About her role as an educator, she says, “There are many skills that these young people learn that are applicable to life. I hope that I’m preparing my students for their futures because most of them will pursue a career other than music.”
Even more, she is very active in community affairs, serving on the Duke Ellington Center for the Arts, Advisory Board Chair for International Women in Jazz, and on the Community Advisory Board of WBGO.
As if that doesn’t keep her busy enough, Antoinette is also the CEO of Jazz Woman to the Rescue, a nonprofit foundation which encourages the donation of musical instruments for young people.
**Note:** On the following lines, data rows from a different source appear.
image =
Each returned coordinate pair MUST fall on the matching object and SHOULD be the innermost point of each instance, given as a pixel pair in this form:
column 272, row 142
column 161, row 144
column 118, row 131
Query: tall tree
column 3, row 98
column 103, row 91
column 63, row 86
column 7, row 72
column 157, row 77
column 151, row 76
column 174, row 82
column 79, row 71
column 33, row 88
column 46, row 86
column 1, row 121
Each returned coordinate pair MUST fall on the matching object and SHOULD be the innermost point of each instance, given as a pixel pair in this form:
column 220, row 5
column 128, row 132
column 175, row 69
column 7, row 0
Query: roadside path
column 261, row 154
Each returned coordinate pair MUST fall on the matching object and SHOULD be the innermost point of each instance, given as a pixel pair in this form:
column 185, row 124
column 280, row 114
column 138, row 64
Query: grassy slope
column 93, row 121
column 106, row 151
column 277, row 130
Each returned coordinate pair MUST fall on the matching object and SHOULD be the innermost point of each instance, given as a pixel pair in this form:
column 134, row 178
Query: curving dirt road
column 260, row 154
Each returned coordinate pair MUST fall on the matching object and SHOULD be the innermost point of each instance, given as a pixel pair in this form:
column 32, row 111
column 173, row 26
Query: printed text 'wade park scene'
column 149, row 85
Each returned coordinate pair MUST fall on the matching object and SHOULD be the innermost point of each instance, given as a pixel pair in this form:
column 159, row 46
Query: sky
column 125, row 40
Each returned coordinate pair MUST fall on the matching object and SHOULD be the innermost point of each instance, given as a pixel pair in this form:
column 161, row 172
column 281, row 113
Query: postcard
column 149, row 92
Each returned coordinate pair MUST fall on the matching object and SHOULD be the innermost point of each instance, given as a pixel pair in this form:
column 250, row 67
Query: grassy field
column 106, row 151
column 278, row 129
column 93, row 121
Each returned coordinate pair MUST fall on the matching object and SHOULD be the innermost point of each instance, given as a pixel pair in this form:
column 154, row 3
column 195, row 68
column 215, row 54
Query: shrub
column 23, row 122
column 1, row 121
She has been recognized for her activism with many accolades and awards, including most recently “Jazz Women of Courage.”
Antoinette is best known as a dynamic vocalist whose high energy and range of song choice keeps audiences totally engaged. “I think my music is, as Duke Ellington said, beyond category because I draw on the different forms that influenced me growing up and I interpret them as a jazz and blues singer.”
Antoinette explains, “My mother loved Ella Fitzgerald, but I also loved Louis Armstrong, Aretha Franklin, the Clara Ward Singers, and Nat King Cole. Later I was mentored by Carrie Smith and Etta Jones.”
New York and New Jersey audiences will have four opportunities to hear Antoinette’s interpretations of many great songs including “I Love You, Porgy,” “Natural Woman,” “Who Taught You That,” and “Up Jumped Spring,” beginning on Saturday, July 9, when Jazzmobile presents Summerfest at MacDonough Street in Brooklyn, then with Jazzmobile at Grants Tomb on July 13.
Later in the month, Antoinette performs music from the Great American Songbook in A Night of Jazz and Soul with Antoinette Montague at the Newark Museum on July 29. The next night, she heads to Morristown and the Morris Museum’s Back Deck. As the Morris Museum touts “Antoinette Montague doesn’t give concerts, she gives an experience. And there is no better place to experience her jazz phenomenon.”
That’s why she calls her group The Antoinette Montague Experience. “People come to see us not only for great jazz and blues,” she adds, “but also for the total joy of the show.”
And joyful says it all. Not only is Antoinette a powerful vocalist, she is an exuberant stage presence whose happiness is infectious. Her group, usually consisting of pianist Danny Mixon, bassist Melissa Slocum, saxophonist Peter Valero, tap dancer AC Lincoln and a drummer, also shares that joy. Everyone is having a wonderful time as musicians and as human beings and audiences are drawn in immediately.
Hearkening back to a New Orleans-style musical celebration, Antoinette will often begin and end a concert with her band marching through the audience. This tradition certainly lets everyone know that they are in for good time and it is obvious from the smiles which are everywhere. She sums it up, saying, “One of the rewarding aspects of performing is to have people return again and again because they enjoyed the show.”
This summer is the time to hear her sing and enjoy her show. Antoinette Montague is busier than ever and she likes it that way.
Antoinette Montague appears with the Newark Museum on July 29, and the Bickford Theatre on July 30 with pianist Danny Mixon, bassist Melissa Slocum, saxophonist Peter Valero, tap dancer AC Lincoln and a drummer.